COMPARISON WITH PROJECTIONS INCORPORATING DOD’S ESTIMATES
CBO compared its projection (referred to in this study as “the CBO projection”) with DoD’s estimate of the costs of the FYDP (for the 2012–2016 period) and with an “extension of the FYDP” (for the 2017–2030 period). The latter projection is based on DoD’s estimates of costs if they are available for years beyond 2016 (for some weapon systems, for instance) and on costs consistent with the broader U.S. economy if such estimates are not available (for pay and medical costs, for instance).
By DoD’s estimates, executing its plans for 2012 to 2016 would require real increases in funding of about 0.7 percent annually (excluding supplemental and emergency funding for overseas contingency operations). Over the five-year period, that growth rate would result in costs that were $142 billion (or 5 percent) greater than the amount of DoD’s budget if it was held at the 2011 level.

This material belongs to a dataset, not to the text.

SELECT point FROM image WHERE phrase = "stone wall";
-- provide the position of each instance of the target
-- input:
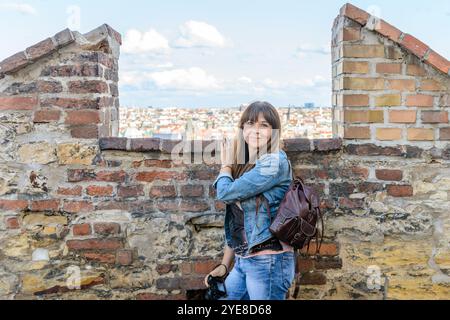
(131, 223)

In most cost categories, the CBO projection is higher than the FYDP and the extension of the FYDP. For instance, health care costs for DoD have grown faster than they have in the broader economy, and the costs of developing and buying weapons have historically been, on average, 20 percent to 30 percent higher than DoD’s initial estimates. The CBO projection—which, starting with 2013, includes estimates of those costs that reflect historical trends—indicates how rapidly defense budgets would have to grow to execute DoD’s plans under the assumption that the department’s costs continue to grow as they have in the past.

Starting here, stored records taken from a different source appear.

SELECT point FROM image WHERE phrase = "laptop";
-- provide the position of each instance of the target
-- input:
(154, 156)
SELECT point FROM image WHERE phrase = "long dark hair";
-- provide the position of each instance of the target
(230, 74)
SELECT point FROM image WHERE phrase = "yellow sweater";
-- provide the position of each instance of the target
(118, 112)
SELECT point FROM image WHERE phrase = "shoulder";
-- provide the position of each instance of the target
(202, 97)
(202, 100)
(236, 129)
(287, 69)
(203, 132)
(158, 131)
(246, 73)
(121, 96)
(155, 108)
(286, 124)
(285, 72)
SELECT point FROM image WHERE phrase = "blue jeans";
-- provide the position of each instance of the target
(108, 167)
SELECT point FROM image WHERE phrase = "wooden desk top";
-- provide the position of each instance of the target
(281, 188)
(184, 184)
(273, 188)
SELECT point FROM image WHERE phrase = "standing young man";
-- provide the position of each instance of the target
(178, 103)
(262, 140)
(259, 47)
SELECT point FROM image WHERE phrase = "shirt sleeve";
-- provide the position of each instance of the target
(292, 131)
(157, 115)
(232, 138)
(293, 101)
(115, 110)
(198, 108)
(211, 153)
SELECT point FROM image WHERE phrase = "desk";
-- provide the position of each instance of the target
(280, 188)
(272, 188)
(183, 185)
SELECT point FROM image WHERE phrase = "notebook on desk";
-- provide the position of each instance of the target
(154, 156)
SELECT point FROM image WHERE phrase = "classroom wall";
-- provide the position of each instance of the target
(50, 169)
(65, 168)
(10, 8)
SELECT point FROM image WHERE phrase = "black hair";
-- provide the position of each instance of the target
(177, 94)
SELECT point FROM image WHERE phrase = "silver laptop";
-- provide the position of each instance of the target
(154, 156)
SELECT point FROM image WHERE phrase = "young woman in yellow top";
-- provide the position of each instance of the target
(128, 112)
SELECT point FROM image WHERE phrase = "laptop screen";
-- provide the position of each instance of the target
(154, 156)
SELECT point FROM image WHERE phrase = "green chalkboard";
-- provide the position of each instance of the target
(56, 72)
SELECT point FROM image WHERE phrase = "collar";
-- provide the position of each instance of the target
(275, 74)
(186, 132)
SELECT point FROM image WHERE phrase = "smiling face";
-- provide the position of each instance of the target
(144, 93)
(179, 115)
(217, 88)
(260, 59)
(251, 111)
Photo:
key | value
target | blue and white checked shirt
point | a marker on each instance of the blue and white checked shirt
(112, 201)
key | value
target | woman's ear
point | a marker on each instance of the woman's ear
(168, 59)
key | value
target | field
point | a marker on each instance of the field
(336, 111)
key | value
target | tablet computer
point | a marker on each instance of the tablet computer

CBO’s projection of the total cost of the FYDP through 2016—at $2,885 billion—is $64 billion (or about 2 percent) higher than the department’s estimate. Compared with the FYDP and the extension of the FYDP, annual costs under the CBO projection would be about $25 billion (or 4 percent) higher in 2016, at the end of the FYDP period; $31 billion (4 percent) higher at the end of 10 years; and about $29 billion (5 percent) higher by 2030, at the end of the projection period. Much of the difference derives from CBO’s judgment that recent trends in the costs of military health care, weapon systems, and other support activities are likely to persist. Although the costs of DoD’s base budget would increase under CBO’s projections, that increase would not be as rapid as CBO’s current estimates of the future growth of the economy, so costs would decline as a share of GDP. CBO’s projections should not be viewed as predictions of future defense spending; rather, they are estimates of the costs of executing DoD’s current plans. The degree to which the plans laid out by DoD are executed in the future will depend on the funding that will be provided in an era of increasing pressure on the federal budget as a whole and on the success of ongoing efforts to curb cost growth for such items as medical care and advanced weapon systems.